I'm running into an error with invalid unicode cha...
# meltano-plugin-development
d
I'm running into an error with invalid unicode characters and I'm wondering where the best place to tackle this would be. My initial thought was to do it as part of my mapper with a custom eval function, but after trying that, I realized that the error occurs before eval even gets called. It seems to happen while the file is being streamed. I have a function that fixes the problem, just not sure where to put it to avoid having unnecessary processing and potentially breaking something else. Perhaps this should happen as part of the tap and process each value before it gets saved? An example of this is ” vs ". The former shows up with some unicode sequence in the file. My latest example is
\xe2\x80\x90
, which should be a
-
, but isn't. In the database, visually, it looks like a hyphen, but when copied out and searched with a regular hyphen, it doesn't match.
Copy code
Exception has occurred: UnicodeDecodeError       (note: full exception trace is shown but execution is paused at: _run_module_as_main)

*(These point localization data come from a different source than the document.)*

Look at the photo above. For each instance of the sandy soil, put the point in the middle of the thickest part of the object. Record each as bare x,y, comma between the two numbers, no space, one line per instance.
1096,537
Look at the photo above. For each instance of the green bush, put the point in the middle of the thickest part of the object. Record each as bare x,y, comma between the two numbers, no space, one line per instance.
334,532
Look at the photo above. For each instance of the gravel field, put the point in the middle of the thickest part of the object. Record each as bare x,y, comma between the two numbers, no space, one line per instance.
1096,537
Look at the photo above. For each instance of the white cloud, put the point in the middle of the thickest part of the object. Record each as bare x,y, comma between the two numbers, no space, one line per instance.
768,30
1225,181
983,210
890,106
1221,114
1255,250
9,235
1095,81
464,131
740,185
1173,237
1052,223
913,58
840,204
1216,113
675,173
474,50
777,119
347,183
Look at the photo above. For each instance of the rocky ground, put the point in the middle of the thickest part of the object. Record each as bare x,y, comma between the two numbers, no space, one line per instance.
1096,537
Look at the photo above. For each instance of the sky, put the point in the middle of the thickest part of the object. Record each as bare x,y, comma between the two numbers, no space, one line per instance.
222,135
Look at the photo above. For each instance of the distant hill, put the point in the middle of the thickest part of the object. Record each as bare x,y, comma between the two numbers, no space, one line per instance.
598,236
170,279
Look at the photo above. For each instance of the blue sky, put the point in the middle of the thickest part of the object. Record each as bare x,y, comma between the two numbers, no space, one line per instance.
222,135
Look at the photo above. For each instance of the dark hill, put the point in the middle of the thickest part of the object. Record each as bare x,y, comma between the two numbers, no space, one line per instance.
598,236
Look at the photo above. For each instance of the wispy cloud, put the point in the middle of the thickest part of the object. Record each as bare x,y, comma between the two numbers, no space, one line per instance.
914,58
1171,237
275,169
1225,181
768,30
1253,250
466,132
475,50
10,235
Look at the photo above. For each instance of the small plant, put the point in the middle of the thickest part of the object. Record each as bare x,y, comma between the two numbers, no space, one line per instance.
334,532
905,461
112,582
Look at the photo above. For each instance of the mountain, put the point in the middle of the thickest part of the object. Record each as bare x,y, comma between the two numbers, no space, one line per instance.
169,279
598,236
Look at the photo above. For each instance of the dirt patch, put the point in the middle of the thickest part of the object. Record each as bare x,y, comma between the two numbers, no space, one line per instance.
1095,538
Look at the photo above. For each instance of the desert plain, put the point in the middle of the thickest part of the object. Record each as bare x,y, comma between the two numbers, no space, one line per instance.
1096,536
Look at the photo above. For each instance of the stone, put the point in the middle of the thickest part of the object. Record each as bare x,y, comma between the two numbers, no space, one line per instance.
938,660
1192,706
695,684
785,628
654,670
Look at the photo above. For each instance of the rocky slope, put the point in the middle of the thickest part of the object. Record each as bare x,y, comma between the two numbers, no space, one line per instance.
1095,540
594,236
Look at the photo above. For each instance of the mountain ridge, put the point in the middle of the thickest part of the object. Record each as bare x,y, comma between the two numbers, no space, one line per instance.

'charmap' codec can't decode byte 0x90 in position 2548: character maps to <undefined>
  File "C:\Users\daniell\.rye\py\cpython@3.12.4\Lib\encodings\cp1252.py", line 23, in decode
    return codecs.charmap_decode(input,self.errors,decoding_table)[0]
           ^^^^^^^^^^^^^^^^^^^^^^^^^^^^^^^^^^^^^^^^^^^^^^^^^^^^^^^
  File "C:\git\dagster-hybrid\src\elt_projects\meltano\custom-plugins\map\column-mapper\.venv\Lib\site-packages\singer_sdk\_singerlib\encoding\_base.py", line 61, in _process_lines
    for line in file_input:
  File "C:\git\dagster-hybrid\src\elt_projects\meltano\custom-plugins\map\column-mapper\.venv\Lib\site-packages\singer_sdk\_singerlib\encoding\_base.py", line 48, in listen
    self._process_lines(file_input or self.default_input)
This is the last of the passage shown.